A Rabbit's Foot is a film (mainly) and arts quarterly published in a pleasingly chunky and shelf-friendly volume that offers 'an insider’s look at the industry, from a current, historical and international perspective'.
Published by film producer and businessman Charles Finch, A Rabbit’s Foot aims to be a cerebral companion for people with a wider curiousity about film and its wider cultural contexts. Each quarterly edition is themed around a specific subject (such as French cinema or Politics and Film) with relevant interviews, essays and biographical writing alongside photography, behind the scene-images and film stills.

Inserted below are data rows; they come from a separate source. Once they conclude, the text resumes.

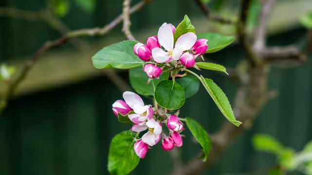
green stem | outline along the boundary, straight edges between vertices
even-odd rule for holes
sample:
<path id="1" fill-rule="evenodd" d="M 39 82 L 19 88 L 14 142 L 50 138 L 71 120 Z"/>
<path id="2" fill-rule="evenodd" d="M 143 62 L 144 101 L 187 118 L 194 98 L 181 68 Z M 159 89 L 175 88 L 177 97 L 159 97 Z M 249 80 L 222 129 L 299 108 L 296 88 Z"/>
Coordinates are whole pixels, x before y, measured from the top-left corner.
<path id="1" fill-rule="evenodd" d="M 194 75 L 194 76 L 195 76 L 197 78 L 198 78 L 199 80 L 200 80 L 200 77 L 199 76 L 198 76 L 198 75 L 197 74 L 197 73 L 194 72 L 194 71 L 192 71 L 192 70 L 189 70 L 186 69 L 185 70 L 184 70 L 183 71 L 187 71 L 191 74 L 192 74 L 193 75 Z"/>

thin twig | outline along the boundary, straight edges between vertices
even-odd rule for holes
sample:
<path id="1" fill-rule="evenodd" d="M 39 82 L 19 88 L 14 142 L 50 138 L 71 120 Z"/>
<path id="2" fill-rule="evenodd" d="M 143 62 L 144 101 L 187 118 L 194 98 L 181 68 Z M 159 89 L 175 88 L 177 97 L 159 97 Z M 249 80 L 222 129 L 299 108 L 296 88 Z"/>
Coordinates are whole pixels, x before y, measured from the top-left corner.
<path id="1" fill-rule="evenodd" d="M 133 13 L 138 10 L 150 1 L 145 1 L 144 0 L 140 1 L 131 8 L 130 10 L 130 13 Z M 81 29 L 69 32 L 58 39 L 53 41 L 46 41 L 39 50 L 38 50 L 31 58 L 28 60 L 24 66 L 24 68 L 22 70 L 21 73 L 15 80 L 13 81 L 9 86 L 6 93 L 4 94 L 4 97 L 0 103 L 0 115 L 7 105 L 8 100 L 13 96 L 19 85 L 26 77 L 28 73 L 33 68 L 36 62 L 47 51 L 54 47 L 60 46 L 71 38 L 82 36 L 93 36 L 95 35 L 103 35 L 106 34 L 111 30 L 115 28 L 122 20 L 122 16 L 120 15 L 109 24 L 102 28 L 97 28 L 89 29 Z"/>
<path id="2" fill-rule="evenodd" d="M 125 33 L 126 37 L 128 39 L 135 40 L 135 38 L 131 31 L 130 31 L 130 26 L 131 25 L 131 21 L 130 21 L 130 4 L 131 0 L 124 0 L 122 8 L 122 18 L 123 20 L 123 26 L 122 27 L 122 31 Z"/>
<path id="3" fill-rule="evenodd" d="M 226 18 L 222 18 L 221 17 L 214 16 L 212 14 L 211 12 L 210 11 L 210 9 L 209 8 L 202 2 L 201 0 L 194 0 L 196 3 L 198 5 L 198 7 L 200 8 L 200 9 L 203 12 L 205 16 L 207 17 L 208 19 L 220 22 L 223 24 L 233 24 L 234 23 L 234 21 L 233 21 L 231 19 Z"/>

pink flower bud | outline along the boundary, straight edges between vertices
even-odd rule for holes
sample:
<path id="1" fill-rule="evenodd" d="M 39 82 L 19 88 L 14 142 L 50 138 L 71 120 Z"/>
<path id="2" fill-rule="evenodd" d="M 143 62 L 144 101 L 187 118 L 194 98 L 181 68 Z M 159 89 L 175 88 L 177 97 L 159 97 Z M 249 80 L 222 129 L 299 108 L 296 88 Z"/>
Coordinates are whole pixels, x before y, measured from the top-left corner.
<path id="1" fill-rule="evenodd" d="M 144 158 L 148 151 L 148 145 L 140 139 L 135 143 L 134 148 L 136 155 L 140 158 Z"/>
<path id="2" fill-rule="evenodd" d="M 180 61 L 186 68 L 191 68 L 195 65 L 195 57 L 193 54 L 186 52 L 180 57 Z"/>
<path id="3" fill-rule="evenodd" d="M 156 36 L 149 37 L 147 38 L 147 41 L 146 41 L 146 45 L 151 51 L 156 47 L 161 48 L 159 43 L 158 42 L 158 38 Z"/>
<path id="4" fill-rule="evenodd" d="M 195 54 L 199 54 L 201 55 L 206 52 L 208 48 L 208 45 L 207 44 L 208 41 L 206 39 L 199 39 L 196 41 L 193 47 L 192 47 Z"/>
<path id="5" fill-rule="evenodd" d="M 181 131 L 184 129 L 183 124 L 180 122 L 178 117 L 176 114 L 169 116 L 167 120 L 167 126 L 168 128 L 175 131 Z"/>
<path id="6" fill-rule="evenodd" d="M 144 71 L 150 78 L 157 78 L 161 74 L 162 70 L 159 67 L 152 64 L 148 64 L 144 67 Z"/>
<path id="7" fill-rule="evenodd" d="M 140 59 L 144 61 L 149 61 L 152 56 L 152 52 L 146 45 L 142 43 L 137 43 L 133 47 L 135 52 Z"/>
<path id="8" fill-rule="evenodd" d="M 171 138 L 166 136 L 161 141 L 161 148 L 165 151 L 170 151 L 174 147 L 174 140 Z"/>
<path id="9" fill-rule="evenodd" d="M 162 26 L 167 26 L 170 27 L 171 28 L 171 30 L 172 31 L 173 33 L 174 34 L 175 32 L 176 32 L 176 27 L 175 27 L 174 25 L 172 25 L 172 24 L 167 24 L 166 23 L 164 23 L 162 25 Z"/>
<path id="10" fill-rule="evenodd" d="M 132 110 L 132 109 L 123 100 L 117 100 L 113 104 L 112 106 L 113 112 L 117 117 L 118 117 L 118 113 L 126 115 Z"/>
<path id="11" fill-rule="evenodd" d="M 173 133 L 170 134 L 170 137 L 174 140 L 175 143 L 175 146 L 176 147 L 181 147 L 183 144 L 183 141 L 182 141 L 182 138 L 181 135 L 178 132 L 176 131 L 174 131 Z"/>

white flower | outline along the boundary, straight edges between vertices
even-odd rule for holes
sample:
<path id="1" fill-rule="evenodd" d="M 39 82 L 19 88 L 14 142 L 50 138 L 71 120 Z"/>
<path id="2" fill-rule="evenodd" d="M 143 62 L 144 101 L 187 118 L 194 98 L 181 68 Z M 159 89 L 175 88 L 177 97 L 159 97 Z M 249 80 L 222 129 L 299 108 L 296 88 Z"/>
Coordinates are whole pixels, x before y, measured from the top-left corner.
<path id="1" fill-rule="evenodd" d="M 152 50 L 153 57 L 157 63 L 170 62 L 173 59 L 178 60 L 183 51 L 191 49 L 197 39 L 194 33 L 187 33 L 179 37 L 174 48 L 174 34 L 172 28 L 166 24 L 164 23 L 159 28 L 157 37 L 159 44 L 166 51 L 157 47 Z"/>

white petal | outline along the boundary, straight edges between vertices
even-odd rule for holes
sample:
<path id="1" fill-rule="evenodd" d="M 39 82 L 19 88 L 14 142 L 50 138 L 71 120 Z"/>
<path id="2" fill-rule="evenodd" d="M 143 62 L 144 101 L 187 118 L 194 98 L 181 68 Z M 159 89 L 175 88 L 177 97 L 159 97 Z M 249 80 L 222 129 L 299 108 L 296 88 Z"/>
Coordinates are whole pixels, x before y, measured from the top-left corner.
<path id="1" fill-rule="evenodd" d="M 169 59 L 168 53 L 159 48 L 155 48 L 152 50 L 152 55 L 154 60 L 157 63 L 164 63 Z"/>
<path id="2" fill-rule="evenodd" d="M 156 140 L 158 139 L 156 136 L 156 136 L 153 132 L 149 131 L 142 136 L 142 141 L 150 146 L 154 146 L 156 144 Z"/>
<path id="3" fill-rule="evenodd" d="M 140 105 L 133 105 L 133 110 L 136 114 L 143 114 L 144 112 L 146 111 L 150 106 L 148 105 L 145 105 L 145 106 Z"/>
<path id="4" fill-rule="evenodd" d="M 193 32 L 187 33 L 179 37 L 176 42 L 175 48 L 178 48 L 182 51 L 188 50 L 195 44 L 197 36 Z"/>
<path id="5" fill-rule="evenodd" d="M 152 119 L 146 122 L 146 125 L 150 128 L 155 128 L 158 124 L 158 122 L 156 122 L 154 119 Z"/>
<path id="6" fill-rule="evenodd" d="M 141 97 L 135 93 L 125 91 L 122 94 L 122 97 L 127 105 L 133 109 L 135 105 L 140 105 L 142 106 L 144 105 Z"/>
<path id="7" fill-rule="evenodd" d="M 173 53 L 173 58 L 175 60 L 178 60 L 179 59 L 180 59 L 180 57 L 181 56 L 181 55 L 182 55 L 182 54 L 183 53 L 183 52 L 179 48 L 175 48 L 175 49 L 174 49 Z"/>
<path id="8" fill-rule="evenodd" d="M 157 37 L 160 45 L 166 50 L 172 50 L 174 49 L 174 34 L 170 27 L 166 25 L 160 27 Z"/>

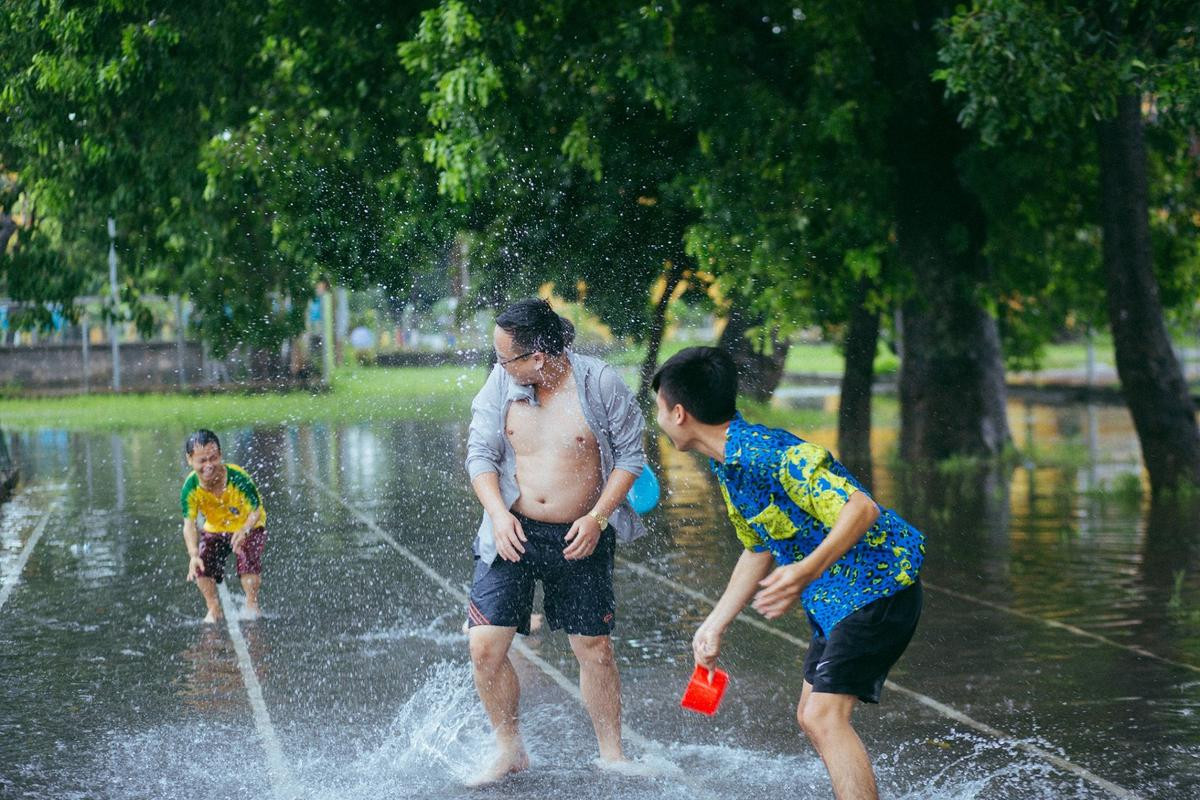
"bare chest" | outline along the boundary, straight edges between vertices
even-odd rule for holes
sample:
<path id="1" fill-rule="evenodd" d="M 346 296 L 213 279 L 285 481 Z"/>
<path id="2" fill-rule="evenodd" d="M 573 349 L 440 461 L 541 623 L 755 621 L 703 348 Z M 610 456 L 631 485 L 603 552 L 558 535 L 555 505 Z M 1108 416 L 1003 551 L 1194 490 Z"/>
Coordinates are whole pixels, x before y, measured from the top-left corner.
<path id="1" fill-rule="evenodd" d="M 559 392 L 539 405 L 512 403 L 504 428 L 517 456 L 565 456 L 596 449 L 595 434 L 574 390 Z"/>

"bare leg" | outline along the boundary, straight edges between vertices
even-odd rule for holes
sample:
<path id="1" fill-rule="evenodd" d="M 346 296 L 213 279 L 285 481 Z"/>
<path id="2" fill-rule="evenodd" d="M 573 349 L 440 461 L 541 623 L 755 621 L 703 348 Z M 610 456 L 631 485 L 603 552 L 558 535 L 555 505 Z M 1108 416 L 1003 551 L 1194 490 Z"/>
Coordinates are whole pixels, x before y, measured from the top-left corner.
<path id="1" fill-rule="evenodd" d="M 580 661 L 580 692 L 592 715 L 600 758 L 623 762 L 620 747 L 620 675 L 607 636 L 571 636 L 571 650 Z"/>
<path id="2" fill-rule="evenodd" d="M 246 610 L 251 616 L 258 616 L 258 588 L 263 585 L 263 577 L 258 575 L 241 576 L 241 590 L 246 593 Z"/>
<path id="3" fill-rule="evenodd" d="M 877 800 L 880 793 L 871 759 L 850 723 L 857 704 L 858 698 L 853 694 L 814 692 L 811 684 L 805 681 L 797 715 L 829 770 L 834 796 L 838 800 Z"/>
<path id="4" fill-rule="evenodd" d="M 515 627 L 496 625 L 476 625 L 468 633 L 475 690 L 492 722 L 499 750 L 496 760 L 472 780 L 470 786 L 494 783 L 529 766 L 529 756 L 517 726 L 521 684 L 509 660 L 509 648 L 515 634 Z"/>
<path id="5" fill-rule="evenodd" d="M 209 607 L 209 615 L 204 618 L 204 621 L 215 622 L 221 619 L 223 614 L 221 613 L 221 601 L 217 600 L 217 582 L 212 578 L 196 576 L 196 585 L 204 595 L 204 604 Z"/>

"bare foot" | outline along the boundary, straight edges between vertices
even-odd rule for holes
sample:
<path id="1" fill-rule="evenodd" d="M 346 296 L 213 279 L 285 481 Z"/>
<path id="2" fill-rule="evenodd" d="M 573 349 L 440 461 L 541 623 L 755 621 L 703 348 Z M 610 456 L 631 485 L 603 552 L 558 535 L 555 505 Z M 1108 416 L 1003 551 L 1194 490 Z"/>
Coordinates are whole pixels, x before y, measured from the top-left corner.
<path id="1" fill-rule="evenodd" d="M 467 786 L 469 788 L 491 786 L 527 769 L 529 769 L 529 754 L 526 753 L 524 745 L 518 744 L 512 750 L 502 750 L 490 766 L 467 781 Z"/>

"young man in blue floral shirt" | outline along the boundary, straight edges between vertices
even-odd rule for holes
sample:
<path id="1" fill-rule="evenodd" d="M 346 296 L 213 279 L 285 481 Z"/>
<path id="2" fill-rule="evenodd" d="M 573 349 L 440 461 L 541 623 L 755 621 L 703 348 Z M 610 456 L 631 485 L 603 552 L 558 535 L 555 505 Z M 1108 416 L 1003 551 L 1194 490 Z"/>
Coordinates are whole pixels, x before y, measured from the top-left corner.
<path id="1" fill-rule="evenodd" d="M 851 726 L 859 700 L 878 703 L 888 670 L 920 616 L 924 537 L 824 447 L 737 411 L 737 368 L 716 348 L 689 348 L 654 377 L 658 422 L 679 450 L 712 459 L 744 551 L 696 631 L 696 663 L 713 668 L 721 637 L 746 603 L 768 619 L 800 601 L 812 640 L 797 720 L 839 800 L 878 793 Z"/>

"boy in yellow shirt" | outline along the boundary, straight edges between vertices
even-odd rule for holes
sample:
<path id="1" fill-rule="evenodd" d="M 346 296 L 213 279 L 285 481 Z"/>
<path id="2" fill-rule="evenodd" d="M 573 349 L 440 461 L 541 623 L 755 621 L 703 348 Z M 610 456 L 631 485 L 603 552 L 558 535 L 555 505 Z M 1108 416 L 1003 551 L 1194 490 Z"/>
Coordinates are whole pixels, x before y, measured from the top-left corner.
<path id="1" fill-rule="evenodd" d="M 221 619 L 217 584 L 224 578 L 229 552 L 238 554 L 238 576 L 246 593 L 246 612 L 258 616 L 263 547 L 266 545 L 266 510 L 250 473 L 221 459 L 221 440 L 199 429 L 184 445 L 191 475 L 184 481 L 184 543 L 187 546 L 187 579 L 194 581 L 209 607 L 205 622 Z M 204 515 L 204 529 L 196 518 Z"/>

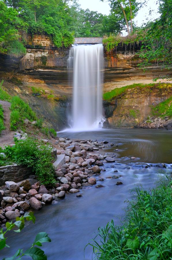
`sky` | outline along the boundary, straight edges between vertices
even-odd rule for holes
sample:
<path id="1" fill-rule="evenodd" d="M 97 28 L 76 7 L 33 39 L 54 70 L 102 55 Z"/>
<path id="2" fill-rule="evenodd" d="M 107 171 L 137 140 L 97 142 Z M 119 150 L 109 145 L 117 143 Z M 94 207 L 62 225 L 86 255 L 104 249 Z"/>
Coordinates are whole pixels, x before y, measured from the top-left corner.
<path id="1" fill-rule="evenodd" d="M 159 16 L 159 14 L 157 13 L 158 6 L 156 5 L 156 0 L 148 0 L 147 6 L 143 7 L 139 11 L 134 20 L 138 26 L 141 25 L 143 23 L 153 21 Z M 108 15 L 109 13 L 110 8 L 107 2 L 103 3 L 100 0 L 78 0 L 78 3 L 83 9 L 88 8 L 90 10 L 97 11 L 103 14 Z M 154 11 L 152 12 L 151 15 L 149 15 L 150 8 Z M 148 20 L 146 20 L 148 17 Z"/>

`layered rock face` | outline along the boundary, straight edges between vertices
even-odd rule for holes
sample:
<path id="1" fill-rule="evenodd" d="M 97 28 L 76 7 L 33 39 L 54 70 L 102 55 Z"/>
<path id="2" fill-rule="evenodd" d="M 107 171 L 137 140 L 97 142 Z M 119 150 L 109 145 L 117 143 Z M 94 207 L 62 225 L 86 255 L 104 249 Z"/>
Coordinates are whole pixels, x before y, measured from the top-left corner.
<path id="1" fill-rule="evenodd" d="M 46 35 L 25 38 L 27 53 L 21 59 L 0 55 L 0 79 L 5 80 L 7 92 L 28 102 L 38 116 L 43 115 L 47 125 L 64 129 L 67 126 L 73 91 L 67 73 L 70 48 L 56 47 Z M 153 78 L 169 74 L 163 65 L 152 64 L 145 72 L 139 69 L 140 48 L 139 44 L 132 48 L 119 45 L 113 53 L 105 51 L 104 92 L 133 83 L 151 83 Z M 116 105 L 107 109 L 105 104 L 105 109 L 113 110 Z"/>

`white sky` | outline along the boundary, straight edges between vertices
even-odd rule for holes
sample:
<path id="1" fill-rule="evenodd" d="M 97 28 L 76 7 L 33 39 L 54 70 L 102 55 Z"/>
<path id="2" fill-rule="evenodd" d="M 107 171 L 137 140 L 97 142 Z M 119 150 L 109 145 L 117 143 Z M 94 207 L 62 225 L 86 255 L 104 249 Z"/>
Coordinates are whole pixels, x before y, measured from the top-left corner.
<path id="1" fill-rule="evenodd" d="M 138 12 L 138 14 L 134 19 L 137 25 L 141 25 L 144 22 L 149 20 L 153 21 L 160 16 L 157 13 L 157 5 L 156 5 L 156 0 L 148 0 L 147 6 L 143 7 Z M 90 10 L 97 11 L 103 14 L 108 14 L 110 11 L 110 7 L 108 2 L 101 2 L 100 0 L 78 0 L 79 3 L 81 5 L 83 9 L 88 8 Z M 151 15 L 149 15 L 150 8 L 154 10 Z M 146 20 L 146 18 L 148 20 Z"/>

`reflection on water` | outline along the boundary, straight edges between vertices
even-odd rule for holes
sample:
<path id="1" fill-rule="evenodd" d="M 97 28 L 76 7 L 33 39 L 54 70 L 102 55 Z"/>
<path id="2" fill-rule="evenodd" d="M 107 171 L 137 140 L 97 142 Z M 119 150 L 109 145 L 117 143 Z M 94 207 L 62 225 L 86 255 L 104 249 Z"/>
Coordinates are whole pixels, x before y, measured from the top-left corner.
<path id="1" fill-rule="evenodd" d="M 160 175 L 172 171 L 172 134 L 161 130 L 118 129 L 58 134 L 70 138 L 106 140 L 110 143 L 122 144 L 104 149 L 116 156 L 115 162 L 105 163 L 103 166 L 106 170 L 101 173 L 104 181 L 99 181 L 99 177 L 96 177 L 97 184 L 104 187 L 87 187 L 80 190 L 81 198 L 67 194 L 64 199 L 35 212 L 35 224 L 28 223 L 21 233 L 16 235 L 12 232 L 8 236 L 7 244 L 10 248 L 3 250 L 1 258 L 11 256 L 19 247 L 26 249 L 36 234 L 44 231 L 52 239 L 51 243 L 42 247 L 49 260 L 83 260 L 84 247 L 99 226 L 106 225 L 112 218 L 115 224 L 120 224 L 119 217 L 124 216 L 127 206 L 124 202 L 133 196 L 130 190 L 141 185 L 144 189 L 151 188 Z M 115 151 L 117 148 L 119 151 Z M 139 159 L 132 160 L 125 157 L 131 156 Z M 156 163 L 160 162 L 165 163 L 167 168 L 157 167 Z M 113 178 L 114 175 L 119 177 Z M 117 181 L 123 184 L 117 185 Z M 85 259 L 91 260 L 92 252 L 90 246 L 87 248 Z"/>

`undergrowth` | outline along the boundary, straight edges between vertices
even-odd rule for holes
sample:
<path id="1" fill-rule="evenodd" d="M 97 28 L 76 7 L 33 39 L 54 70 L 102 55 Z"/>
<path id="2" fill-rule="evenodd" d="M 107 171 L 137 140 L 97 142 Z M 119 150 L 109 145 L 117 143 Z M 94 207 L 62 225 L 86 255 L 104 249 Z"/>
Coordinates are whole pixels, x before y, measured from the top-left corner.
<path id="1" fill-rule="evenodd" d="M 124 225 L 115 225 L 112 220 L 99 228 L 88 244 L 93 247 L 95 259 L 172 259 L 172 184 L 166 176 L 150 191 L 137 188 Z"/>
<path id="2" fill-rule="evenodd" d="M 162 118 L 166 116 L 172 118 L 172 96 L 153 107 L 152 114 L 153 116 Z"/>
<path id="3" fill-rule="evenodd" d="M 103 99 L 107 100 L 111 99 L 123 93 L 126 92 L 128 89 L 132 88 L 135 88 L 139 87 L 140 88 L 151 88 L 151 87 L 156 86 L 156 88 L 163 88 L 169 87 L 171 87 L 172 85 L 170 84 L 167 84 L 165 83 L 151 83 L 149 84 L 143 84 L 141 83 L 135 83 L 132 85 L 129 85 L 127 86 L 125 86 L 122 87 L 122 88 L 117 88 L 111 91 L 106 92 L 103 95 Z"/>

A Rabbit’s Foot takes its curious name from Ernest Hemingway’s memoir ‘A Movable Feast' ('For luck you carried a horse chestnut and a rabbit's foot in your right pocket. The fur had been worn off the rabbit's foot long ago and the ones and the sinews were polished by wear. The claws scratched in the lining of your pocket and you knew your luck was still there.')
About Issue 12 from the publisher:
The 12th issue of A Rabbit’s Foot is about the crossover between the arts and SANCTUARY—a home known or found, a place of escape, or contentment and inspiration.
Our cover star Isabelle Huppert meets us in her own sanctuary: the cinema, for an exclusive interview that follows her career and passion for film, and mystifying original photography in Paris.
We also spend time with John Malkovich, discussing wine-making in Provence and filmmaker Celine Song in New York ahead of Materialists. Our writer joins artist Emily Young at her Tuscan retreat and hitches a car with author Rachel Kushner through France. Brazilian veteran Fernando Meirelles talks sustainability and City of God, while Harris Dickinson ruminates on London and directing his first feature.
Among these deeply informative, human interviews are essays on VS Naipaul by Aatish Taseer and a look at Graham Greene’s sanctuary: Capri.
All of this and much more compose Issue 12 of A Rabbit’s Foot—a 200-plus page compendium of meaningful stories that bring readers across the cultural spectrum in a single beautifully-designed volume.